7. Kristal ionik bervalensi dua. Barium oksida memiliki struktur NaCI. Estimasi energi
kohesif per molekul kristal Ba40 hipotetis dan Ba+O- disebut dengan atom netral
terpisah. diamati jarak terdekat internukleus jarak R = 2,76 Å; potensi Ionisasi pertama
dan kedua dari Ba adalah 5,19 dan 9,96 eV; dan afinitas elektron pertama dan kedua
elektron ditambahkan ke atom oksigen netral 1,5 dan -9,0 eV. Afinitas elektron pertama
dari atom oksigen netral adalah energi yang dilepaskan dalam reaksi O + e O-. Afinitas
elektron kedua energi yang dilepaskan dalam reaksi 0 + e O- -. valensi yang keadaan
Anda memprediksi akan terjadi? Asumsikan R adalah sama untuk kedua bentuk, dan
mengabaikan energi repulsif.

29 5
REFERENSI
M. Born and K. Huang, Drwrn1cal theory of crystal lattices, Oxford, 1954. The classic work
onionic crystals.
G.. Leihfried, in Encyclo. of physics 7/i, 1955. Stipcrh review of lattice properties.
M. P. Tosi, “Cohesion of ionic solids in the Born modeL” Solid statu physIcs 16, 1 (1964).
L Pauling. Nature of the chemical bond, 3rd cd. Cornell, 1960.
J. Hirsehielder, C. F. Curtis, and R. ¡3. Bird, Molecular theory of gases and liquids, Wiley,
1964.
G. K. Horton, “Ideal rare gas crystals,” Amer. J. Phy. 36. 93 (1968). A good review of the
lattice properties of crystals of the inert gases.

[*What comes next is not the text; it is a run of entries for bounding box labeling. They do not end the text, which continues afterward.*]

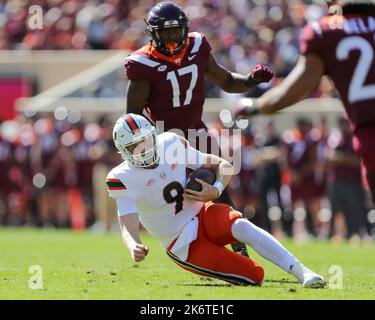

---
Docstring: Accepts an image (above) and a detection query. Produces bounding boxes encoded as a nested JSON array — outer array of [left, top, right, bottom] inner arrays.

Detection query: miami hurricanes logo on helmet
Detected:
[[122, 114, 141, 136]]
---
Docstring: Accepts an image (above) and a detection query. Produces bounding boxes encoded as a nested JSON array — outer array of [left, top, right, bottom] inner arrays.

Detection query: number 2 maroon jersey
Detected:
[[125, 32, 211, 130], [300, 14, 375, 133]]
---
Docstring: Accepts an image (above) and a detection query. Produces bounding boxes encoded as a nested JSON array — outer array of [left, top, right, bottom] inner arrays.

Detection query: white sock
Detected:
[[291, 262, 315, 283], [232, 219, 300, 274]]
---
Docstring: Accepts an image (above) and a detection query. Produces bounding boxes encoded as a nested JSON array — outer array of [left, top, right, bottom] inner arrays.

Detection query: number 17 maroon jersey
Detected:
[[125, 32, 211, 130], [300, 14, 375, 133]]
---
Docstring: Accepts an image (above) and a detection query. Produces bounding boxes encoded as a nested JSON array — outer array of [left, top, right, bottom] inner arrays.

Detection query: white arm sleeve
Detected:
[[116, 195, 138, 217], [185, 141, 207, 170]]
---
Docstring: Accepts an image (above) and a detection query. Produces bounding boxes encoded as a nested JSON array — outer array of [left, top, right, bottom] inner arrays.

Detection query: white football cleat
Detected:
[[302, 273, 327, 289]]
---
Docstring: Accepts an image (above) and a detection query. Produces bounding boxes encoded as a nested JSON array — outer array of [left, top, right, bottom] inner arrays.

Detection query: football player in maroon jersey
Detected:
[[125, 1, 273, 256], [236, 0, 375, 200]]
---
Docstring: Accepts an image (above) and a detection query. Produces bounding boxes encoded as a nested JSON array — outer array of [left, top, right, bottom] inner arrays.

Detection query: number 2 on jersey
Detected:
[[336, 36, 375, 103], [167, 64, 198, 108], [163, 181, 184, 214]]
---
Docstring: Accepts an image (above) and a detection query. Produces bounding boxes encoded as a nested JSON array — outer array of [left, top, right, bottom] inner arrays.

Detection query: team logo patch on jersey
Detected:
[[105, 179, 127, 190]]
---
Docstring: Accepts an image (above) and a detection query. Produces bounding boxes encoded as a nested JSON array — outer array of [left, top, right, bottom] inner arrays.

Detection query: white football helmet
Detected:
[[113, 113, 159, 168]]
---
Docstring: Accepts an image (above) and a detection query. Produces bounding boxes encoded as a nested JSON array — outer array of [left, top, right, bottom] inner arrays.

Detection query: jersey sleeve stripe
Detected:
[[190, 32, 202, 53], [126, 53, 160, 68]]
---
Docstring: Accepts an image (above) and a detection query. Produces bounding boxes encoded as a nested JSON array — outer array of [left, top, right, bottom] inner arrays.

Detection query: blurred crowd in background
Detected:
[[0, 115, 375, 241], [0, 0, 375, 241], [0, 0, 335, 97]]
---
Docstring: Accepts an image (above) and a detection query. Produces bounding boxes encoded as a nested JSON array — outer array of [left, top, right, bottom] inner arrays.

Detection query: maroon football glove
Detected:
[[250, 64, 273, 83]]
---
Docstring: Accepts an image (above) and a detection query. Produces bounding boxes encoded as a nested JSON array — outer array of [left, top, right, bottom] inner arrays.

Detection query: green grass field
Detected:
[[0, 228, 375, 300]]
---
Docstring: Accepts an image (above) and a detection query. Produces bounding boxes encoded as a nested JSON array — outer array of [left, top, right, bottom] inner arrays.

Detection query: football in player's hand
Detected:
[[185, 168, 216, 191]]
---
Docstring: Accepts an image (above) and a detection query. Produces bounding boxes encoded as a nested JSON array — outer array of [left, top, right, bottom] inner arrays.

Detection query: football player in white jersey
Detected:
[[107, 114, 325, 288]]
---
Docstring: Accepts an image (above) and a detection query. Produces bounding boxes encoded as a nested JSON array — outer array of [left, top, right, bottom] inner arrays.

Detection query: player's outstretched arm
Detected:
[[119, 213, 149, 262], [126, 80, 150, 115], [206, 54, 273, 93], [236, 54, 324, 116]]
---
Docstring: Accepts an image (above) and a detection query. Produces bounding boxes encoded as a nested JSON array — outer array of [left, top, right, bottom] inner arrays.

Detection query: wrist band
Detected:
[[213, 181, 224, 197]]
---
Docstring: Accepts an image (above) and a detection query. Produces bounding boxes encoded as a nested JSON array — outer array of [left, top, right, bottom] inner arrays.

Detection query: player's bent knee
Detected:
[[232, 218, 257, 242], [203, 204, 242, 245]]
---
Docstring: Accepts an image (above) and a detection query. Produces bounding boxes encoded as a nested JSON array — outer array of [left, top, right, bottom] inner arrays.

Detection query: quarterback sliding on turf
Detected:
[[107, 114, 325, 287]]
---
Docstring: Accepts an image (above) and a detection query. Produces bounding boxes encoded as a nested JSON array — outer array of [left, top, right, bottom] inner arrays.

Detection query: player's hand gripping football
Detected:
[[131, 243, 149, 262], [185, 178, 219, 202]]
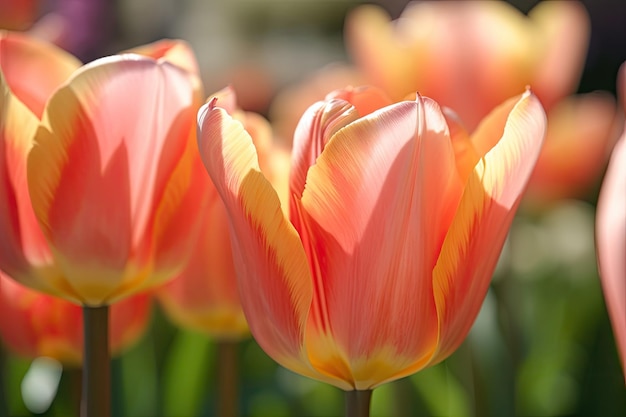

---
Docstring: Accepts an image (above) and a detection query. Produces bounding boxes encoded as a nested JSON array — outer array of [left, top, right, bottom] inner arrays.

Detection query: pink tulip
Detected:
[[596, 64, 626, 378], [0, 33, 202, 306], [199, 88, 545, 390], [156, 88, 289, 340], [345, 1, 617, 205]]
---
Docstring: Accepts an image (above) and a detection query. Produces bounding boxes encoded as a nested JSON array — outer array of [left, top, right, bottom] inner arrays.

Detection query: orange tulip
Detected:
[[156, 88, 289, 340], [0, 273, 151, 366], [596, 63, 626, 378], [0, 33, 202, 306], [346, 1, 617, 203], [198, 88, 545, 390]]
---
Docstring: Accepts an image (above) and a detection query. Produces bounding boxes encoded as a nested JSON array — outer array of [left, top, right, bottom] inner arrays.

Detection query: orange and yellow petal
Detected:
[[0, 72, 58, 291], [198, 100, 316, 377], [433, 91, 546, 362], [28, 55, 193, 305]]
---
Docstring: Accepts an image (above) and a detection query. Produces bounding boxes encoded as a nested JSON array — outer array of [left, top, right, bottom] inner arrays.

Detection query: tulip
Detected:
[[0, 33, 201, 305], [155, 88, 289, 340], [345, 1, 617, 207], [0, 273, 151, 366], [596, 64, 626, 381], [0, 33, 202, 417], [156, 87, 289, 416], [198, 83, 545, 406]]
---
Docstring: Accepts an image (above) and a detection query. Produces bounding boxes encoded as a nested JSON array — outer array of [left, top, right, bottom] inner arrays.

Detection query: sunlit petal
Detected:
[[300, 97, 461, 389], [28, 54, 193, 304], [198, 100, 319, 378], [433, 92, 546, 362]]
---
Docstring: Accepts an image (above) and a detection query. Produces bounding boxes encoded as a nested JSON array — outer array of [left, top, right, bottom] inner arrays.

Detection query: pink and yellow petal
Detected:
[[198, 101, 317, 377], [300, 97, 461, 386], [433, 92, 546, 363], [157, 180, 249, 339], [0, 72, 56, 291]]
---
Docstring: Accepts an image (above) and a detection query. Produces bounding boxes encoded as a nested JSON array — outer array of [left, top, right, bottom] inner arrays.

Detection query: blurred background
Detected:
[[0, 0, 626, 417]]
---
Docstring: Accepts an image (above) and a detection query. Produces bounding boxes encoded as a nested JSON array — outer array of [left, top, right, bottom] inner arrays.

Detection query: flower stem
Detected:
[[217, 341, 239, 417], [81, 306, 111, 417], [346, 390, 372, 417]]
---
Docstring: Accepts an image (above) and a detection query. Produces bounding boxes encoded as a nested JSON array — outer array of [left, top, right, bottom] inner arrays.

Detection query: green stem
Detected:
[[346, 390, 372, 417], [217, 341, 239, 417], [81, 306, 111, 417]]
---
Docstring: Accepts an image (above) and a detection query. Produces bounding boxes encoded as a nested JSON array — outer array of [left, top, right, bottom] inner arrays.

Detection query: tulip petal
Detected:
[[596, 132, 626, 378], [301, 96, 461, 389], [0, 72, 62, 292], [289, 100, 359, 205], [433, 92, 546, 362], [28, 54, 193, 305], [0, 32, 81, 118], [198, 100, 323, 379]]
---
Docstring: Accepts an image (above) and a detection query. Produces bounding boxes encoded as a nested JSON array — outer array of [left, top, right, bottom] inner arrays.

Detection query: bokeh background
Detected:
[[0, 0, 626, 417]]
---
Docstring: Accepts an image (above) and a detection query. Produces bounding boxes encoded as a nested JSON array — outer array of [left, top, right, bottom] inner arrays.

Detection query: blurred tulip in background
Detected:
[[596, 63, 626, 380], [0, 274, 152, 367], [345, 1, 618, 205]]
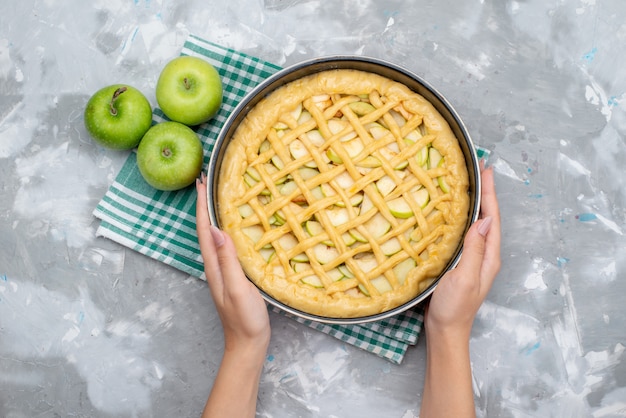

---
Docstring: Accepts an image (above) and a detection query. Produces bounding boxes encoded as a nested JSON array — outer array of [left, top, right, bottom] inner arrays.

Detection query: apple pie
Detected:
[[217, 69, 469, 318]]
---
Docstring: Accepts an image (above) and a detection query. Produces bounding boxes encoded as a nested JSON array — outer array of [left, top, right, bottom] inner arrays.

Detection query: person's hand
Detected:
[[196, 173, 270, 355], [420, 166, 500, 418], [196, 173, 270, 418], [425, 162, 500, 340]]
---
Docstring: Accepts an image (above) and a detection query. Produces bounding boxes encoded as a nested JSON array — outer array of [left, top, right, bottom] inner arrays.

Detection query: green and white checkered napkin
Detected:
[[94, 36, 434, 364]]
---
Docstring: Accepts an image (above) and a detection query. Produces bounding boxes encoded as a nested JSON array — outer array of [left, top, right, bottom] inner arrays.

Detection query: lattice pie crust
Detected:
[[218, 70, 469, 318]]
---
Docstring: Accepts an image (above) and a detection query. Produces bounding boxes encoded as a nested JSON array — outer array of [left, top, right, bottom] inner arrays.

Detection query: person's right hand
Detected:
[[420, 166, 500, 418], [196, 174, 270, 355], [425, 163, 500, 340]]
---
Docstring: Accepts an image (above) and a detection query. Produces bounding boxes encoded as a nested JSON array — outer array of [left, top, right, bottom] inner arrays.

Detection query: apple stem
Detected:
[[109, 86, 128, 116]]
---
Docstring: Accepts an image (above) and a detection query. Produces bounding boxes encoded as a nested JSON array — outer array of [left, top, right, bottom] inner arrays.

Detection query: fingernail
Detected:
[[209, 225, 224, 247], [478, 216, 493, 237]]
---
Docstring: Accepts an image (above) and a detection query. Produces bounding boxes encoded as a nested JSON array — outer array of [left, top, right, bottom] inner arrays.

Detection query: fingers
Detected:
[[196, 173, 223, 298], [480, 168, 500, 280], [458, 218, 492, 277], [213, 227, 249, 291]]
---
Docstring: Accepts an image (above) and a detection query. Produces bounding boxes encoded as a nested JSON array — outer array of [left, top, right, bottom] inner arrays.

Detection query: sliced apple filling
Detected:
[[218, 70, 468, 317]]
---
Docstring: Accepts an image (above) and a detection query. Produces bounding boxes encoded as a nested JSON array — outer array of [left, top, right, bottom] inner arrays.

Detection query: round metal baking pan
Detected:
[[207, 56, 480, 324]]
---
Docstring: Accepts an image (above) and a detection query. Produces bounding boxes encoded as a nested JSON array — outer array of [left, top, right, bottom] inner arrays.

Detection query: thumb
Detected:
[[211, 226, 248, 289], [459, 216, 492, 276]]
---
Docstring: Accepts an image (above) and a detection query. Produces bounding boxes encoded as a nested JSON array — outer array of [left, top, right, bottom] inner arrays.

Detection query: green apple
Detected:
[[156, 56, 222, 126], [137, 122, 203, 190], [84, 84, 152, 150]]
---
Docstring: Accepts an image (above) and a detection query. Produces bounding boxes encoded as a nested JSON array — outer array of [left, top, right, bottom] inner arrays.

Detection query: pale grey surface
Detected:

T. K. Gaylord. “Tensor description of physical properties of crystals, Aines. J. Phys. 43, 861
(1975).
M. D. Joesten and L. Schaad, Hydrogen boncing, Dekker, 1974.
W. B. Pearson, Crystal chenxLstry and physics of metals and alloys. Wiley-interscience,
1972.
F. A. Cotton and G. Wilkinson, Advanced inorganic claeinistry. 4th cd., Wiley, 1980.
G. Maitland et aL, Intermolecular forces: their origin and &termlnation, Oxford, 1981.
H. J. Juretschke, Crystal physics: macrimxp4c physics of aniso tropic solids, Benjamin, 1974.